A Chechen refugee accused of stabbing to death a teacher in France had declared his allegiance to ISIS before the “day of jihad” attack, prosecutors said Tuesday.
Mohammed Mogouchkov, 20, recorded audio and video on his phone before the knife attack at his former school Friday that also injured three other people, according to French anti-terror prosecutor Jean-François Ricard.
In the audio clip, he declared allegiance to ISIS — and conveyed “his hatred for France, for the French, for democracy and the education he benefitted from in our country,” Ricard said.
Speaking in Arabic, Mogouchkov — who allegedly shouted “Allahu Akbar,” or “God is great,” during the deadly stabbing spree — also expressed support for Muslims in Iraq, Asia and the Palestinian territories, the prosecutor said.
He made a “very marginal” reference to Hamas terrorists’ Oct. 7 attack on Israel, but did not directly link it to Friday’s school stabbing, Ricard said.
Mogouchkov, who was born in Russia and came to live in France as a refugee in 2008, also recorded a 30-second video of himself in front of a war memorial soon before Friday’s attack at Gambetta-Carnot School in the northern city of Arras.
In that video, the suspect “repeatedly attacked, in his own words, the values of the French. He expressed some particularly threatening views,” the prosecutor said.
Video footage filmed from afar then caught the attack when French language teacher Dominique Bernard, 57, was stabbed to death outside the school on a day a former Hamas leader ordered as a “day of jihad.”
Mogouchkov and two of his family members, including his 16-year-old brother and a cousin, are now being held on terrorism-related charges, Ricard said.
His brother is accused of giving “a certain amount of support” for the school attack, of being aware of Mogouchkov’s radicalization and of advising him how to handle knives, the prosecutor said.
The cousin was allegedly aware that a crime was possibly being planned but apparently did nothing to stop it, said Ricard.
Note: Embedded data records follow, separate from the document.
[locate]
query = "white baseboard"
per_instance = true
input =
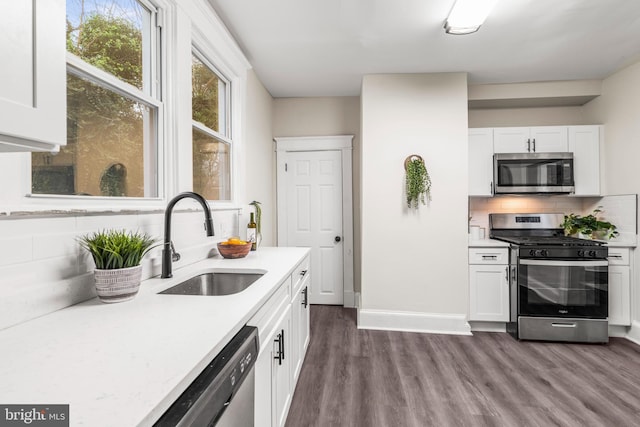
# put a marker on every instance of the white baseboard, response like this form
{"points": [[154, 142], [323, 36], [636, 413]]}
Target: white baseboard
{"points": [[488, 326], [633, 334], [452, 324], [349, 299]]}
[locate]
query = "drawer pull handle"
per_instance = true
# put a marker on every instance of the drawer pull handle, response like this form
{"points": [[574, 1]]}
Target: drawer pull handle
{"points": [[563, 325], [280, 352]]}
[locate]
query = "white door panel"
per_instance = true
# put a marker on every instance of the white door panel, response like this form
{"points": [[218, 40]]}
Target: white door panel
{"points": [[314, 218]]}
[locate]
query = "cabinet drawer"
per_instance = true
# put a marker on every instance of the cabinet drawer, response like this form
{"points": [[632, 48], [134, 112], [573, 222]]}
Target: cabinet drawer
{"points": [[299, 274], [488, 256], [618, 256], [267, 317]]}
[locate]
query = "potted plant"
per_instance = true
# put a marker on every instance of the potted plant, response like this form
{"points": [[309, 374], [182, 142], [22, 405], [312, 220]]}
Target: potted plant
{"points": [[117, 255], [417, 181], [588, 226]]}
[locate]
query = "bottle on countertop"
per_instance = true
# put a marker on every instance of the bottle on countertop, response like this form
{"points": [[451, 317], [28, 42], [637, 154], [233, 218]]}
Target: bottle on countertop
{"points": [[252, 236]]}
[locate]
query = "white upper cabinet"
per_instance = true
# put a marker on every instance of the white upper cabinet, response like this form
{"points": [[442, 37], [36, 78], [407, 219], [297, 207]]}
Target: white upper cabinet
{"points": [[32, 76], [584, 143], [541, 139], [481, 162]]}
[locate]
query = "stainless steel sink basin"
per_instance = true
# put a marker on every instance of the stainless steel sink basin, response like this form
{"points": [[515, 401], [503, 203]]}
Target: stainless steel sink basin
{"points": [[210, 284]]}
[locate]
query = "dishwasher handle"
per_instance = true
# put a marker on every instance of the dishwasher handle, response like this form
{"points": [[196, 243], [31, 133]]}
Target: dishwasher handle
{"points": [[209, 395]]}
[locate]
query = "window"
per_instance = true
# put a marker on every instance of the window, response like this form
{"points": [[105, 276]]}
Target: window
{"points": [[113, 104], [211, 136]]}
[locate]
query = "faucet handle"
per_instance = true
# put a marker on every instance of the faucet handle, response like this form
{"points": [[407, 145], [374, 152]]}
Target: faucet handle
{"points": [[175, 256]]}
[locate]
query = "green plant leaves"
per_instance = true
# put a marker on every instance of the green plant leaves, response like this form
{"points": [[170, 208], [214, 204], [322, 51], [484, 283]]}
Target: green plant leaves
{"points": [[113, 249], [418, 183], [588, 225]]}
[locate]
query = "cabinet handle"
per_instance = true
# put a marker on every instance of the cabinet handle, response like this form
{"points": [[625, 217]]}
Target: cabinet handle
{"points": [[280, 352], [282, 344]]}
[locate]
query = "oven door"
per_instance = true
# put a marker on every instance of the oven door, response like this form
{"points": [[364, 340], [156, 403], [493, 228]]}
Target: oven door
{"points": [[533, 173], [558, 288]]}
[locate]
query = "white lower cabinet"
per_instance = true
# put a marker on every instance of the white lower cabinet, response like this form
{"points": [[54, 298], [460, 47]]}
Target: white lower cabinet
{"points": [[619, 287], [488, 284], [283, 328]]}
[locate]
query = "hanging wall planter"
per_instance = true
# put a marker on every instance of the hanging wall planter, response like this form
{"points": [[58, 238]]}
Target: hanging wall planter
{"points": [[418, 181]]}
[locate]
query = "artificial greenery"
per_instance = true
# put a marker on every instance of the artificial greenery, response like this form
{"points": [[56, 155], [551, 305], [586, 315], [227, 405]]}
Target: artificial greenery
{"points": [[588, 225], [258, 209], [418, 183], [113, 249]]}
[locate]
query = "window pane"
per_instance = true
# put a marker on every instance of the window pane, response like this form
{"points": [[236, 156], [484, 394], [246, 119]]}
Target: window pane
{"points": [[108, 35], [208, 97], [107, 147], [211, 167]]}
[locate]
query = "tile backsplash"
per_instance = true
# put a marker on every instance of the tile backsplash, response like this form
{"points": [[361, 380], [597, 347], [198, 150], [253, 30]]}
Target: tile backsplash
{"points": [[481, 207], [620, 210], [43, 268]]}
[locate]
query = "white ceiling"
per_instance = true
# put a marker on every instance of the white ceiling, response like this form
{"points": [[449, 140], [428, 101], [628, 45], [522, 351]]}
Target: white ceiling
{"points": [[324, 47]]}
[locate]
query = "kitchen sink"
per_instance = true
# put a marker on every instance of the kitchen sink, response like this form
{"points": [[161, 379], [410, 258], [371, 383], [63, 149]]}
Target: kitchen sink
{"points": [[213, 284]]}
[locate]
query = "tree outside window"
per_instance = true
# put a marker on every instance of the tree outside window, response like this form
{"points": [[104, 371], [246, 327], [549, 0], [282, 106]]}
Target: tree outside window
{"points": [[109, 121]]}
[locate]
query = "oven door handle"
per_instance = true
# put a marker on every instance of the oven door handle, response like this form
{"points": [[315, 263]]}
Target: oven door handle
{"points": [[564, 263]]}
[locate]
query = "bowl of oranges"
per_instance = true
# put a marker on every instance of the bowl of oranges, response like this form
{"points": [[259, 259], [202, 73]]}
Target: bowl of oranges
{"points": [[234, 247]]}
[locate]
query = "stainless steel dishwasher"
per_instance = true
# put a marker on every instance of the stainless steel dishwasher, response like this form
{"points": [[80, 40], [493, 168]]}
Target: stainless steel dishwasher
{"points": [[223, 394]]}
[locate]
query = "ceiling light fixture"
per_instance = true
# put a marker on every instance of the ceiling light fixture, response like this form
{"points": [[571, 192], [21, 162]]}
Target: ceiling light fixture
{"points": [[466, 16]]}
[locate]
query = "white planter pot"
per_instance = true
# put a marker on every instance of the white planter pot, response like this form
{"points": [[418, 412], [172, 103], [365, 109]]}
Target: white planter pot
{"points": [[117, 285]]}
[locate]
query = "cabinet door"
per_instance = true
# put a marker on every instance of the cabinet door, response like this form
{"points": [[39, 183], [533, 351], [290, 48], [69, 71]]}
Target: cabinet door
{"points": [[481, 162], [489, 293], [584, 143], [32, 76], [281, 381], [549, 139], [300, 330], [511, 140], [263, 403], [619, 295]]}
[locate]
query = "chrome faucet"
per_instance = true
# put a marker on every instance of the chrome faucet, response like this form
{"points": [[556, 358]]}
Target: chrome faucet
{"points": [[168, 251]]}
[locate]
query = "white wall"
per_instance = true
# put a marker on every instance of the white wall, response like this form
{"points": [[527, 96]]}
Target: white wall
{"points": [[504, 117], [323, 116], [260, 157], [618, 108], [414, 261]]}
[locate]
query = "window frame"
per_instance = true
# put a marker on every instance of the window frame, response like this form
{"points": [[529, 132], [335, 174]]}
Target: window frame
{"points": [[228, 120], [151, 94]]}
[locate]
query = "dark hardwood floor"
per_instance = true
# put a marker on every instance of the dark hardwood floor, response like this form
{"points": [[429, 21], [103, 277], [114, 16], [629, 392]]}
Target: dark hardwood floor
{"points": [[369, 378]]}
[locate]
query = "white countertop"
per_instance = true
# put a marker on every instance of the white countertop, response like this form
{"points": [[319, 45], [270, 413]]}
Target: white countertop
{"points": [[123, 364], [487, 243]]}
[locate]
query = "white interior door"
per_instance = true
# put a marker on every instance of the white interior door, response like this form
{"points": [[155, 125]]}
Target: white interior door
{"points": [[313, 186]]}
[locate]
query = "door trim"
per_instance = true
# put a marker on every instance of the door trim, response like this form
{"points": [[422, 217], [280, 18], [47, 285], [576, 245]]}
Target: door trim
{"points": [[343, 143]]}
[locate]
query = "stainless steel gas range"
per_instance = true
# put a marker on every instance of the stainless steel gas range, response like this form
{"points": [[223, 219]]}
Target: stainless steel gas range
{"points": [[558, 285]]}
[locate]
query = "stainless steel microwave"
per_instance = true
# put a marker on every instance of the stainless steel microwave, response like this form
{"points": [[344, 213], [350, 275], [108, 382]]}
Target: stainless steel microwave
{"points": [[522, 173]]}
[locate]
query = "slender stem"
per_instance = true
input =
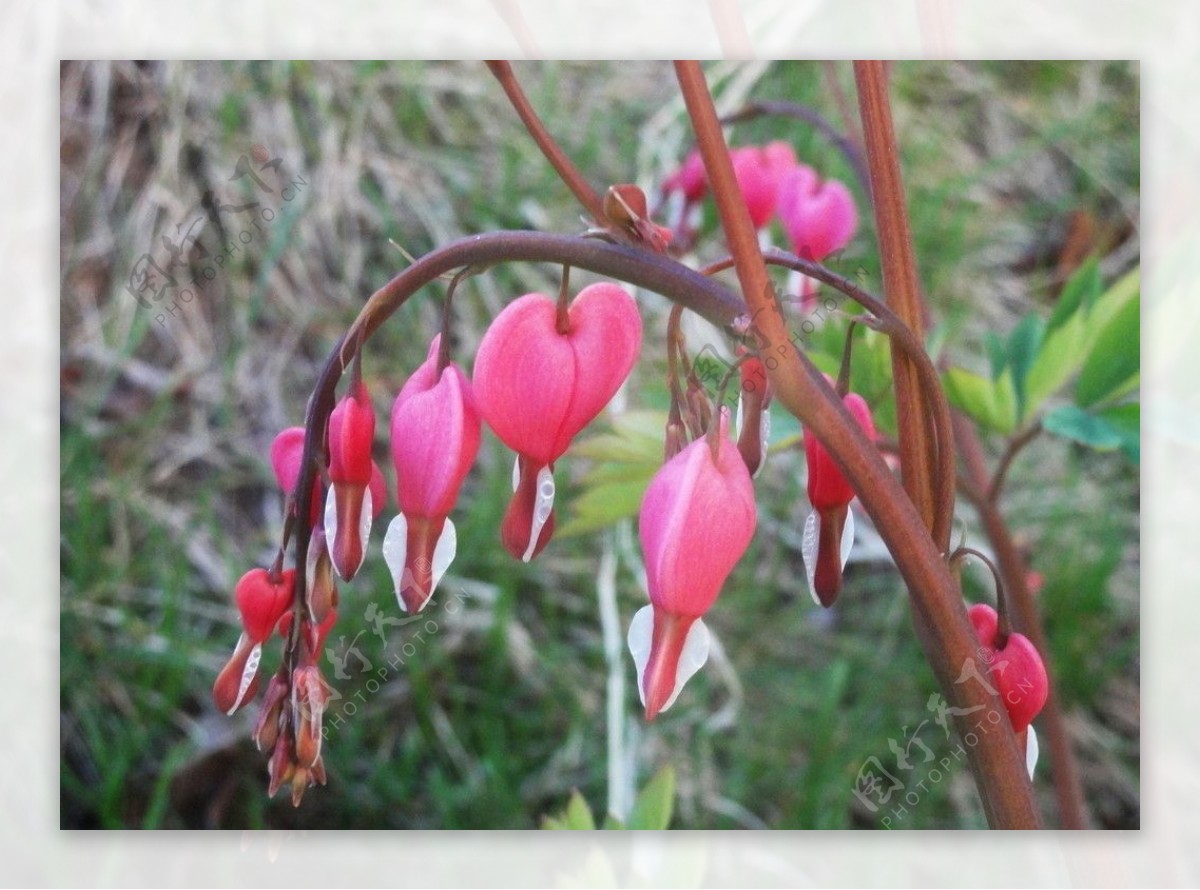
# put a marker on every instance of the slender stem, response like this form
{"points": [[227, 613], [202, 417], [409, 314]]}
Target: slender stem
{"points": [[1003, 626], [893, 326], [996, 762], [1068, 788], [900, 282], [1006, 459], [844, 143], [567, 170]]}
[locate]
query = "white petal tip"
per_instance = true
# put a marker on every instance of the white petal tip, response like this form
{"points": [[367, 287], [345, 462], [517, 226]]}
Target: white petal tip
{"points": [[1031, 750]]}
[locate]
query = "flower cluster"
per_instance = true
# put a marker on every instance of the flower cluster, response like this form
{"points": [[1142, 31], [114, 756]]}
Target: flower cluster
{"points": [[819, 217]]}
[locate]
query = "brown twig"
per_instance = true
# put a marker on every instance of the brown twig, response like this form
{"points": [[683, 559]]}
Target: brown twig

Friday’s deadly attack in Arras prompted France to raise its terror alert level and deploy 7,000 troops to boost security across the country following a string of bomb threats targeting the Louvre in Paris and the Palace of Versailles.
Police detained a total of 13 people for questioning in the investigation since last Friday but 10 of those have been cleared of any wrongdoing for now, the prosecutor said.
The school in Arras where the deadly stabbing occurred was evacuated Monday in response to a bomb hoax.
Mogouchkov and his relatives were expected to appear before an anti-terrorism judge in Paris later Tuesday to be formally charged.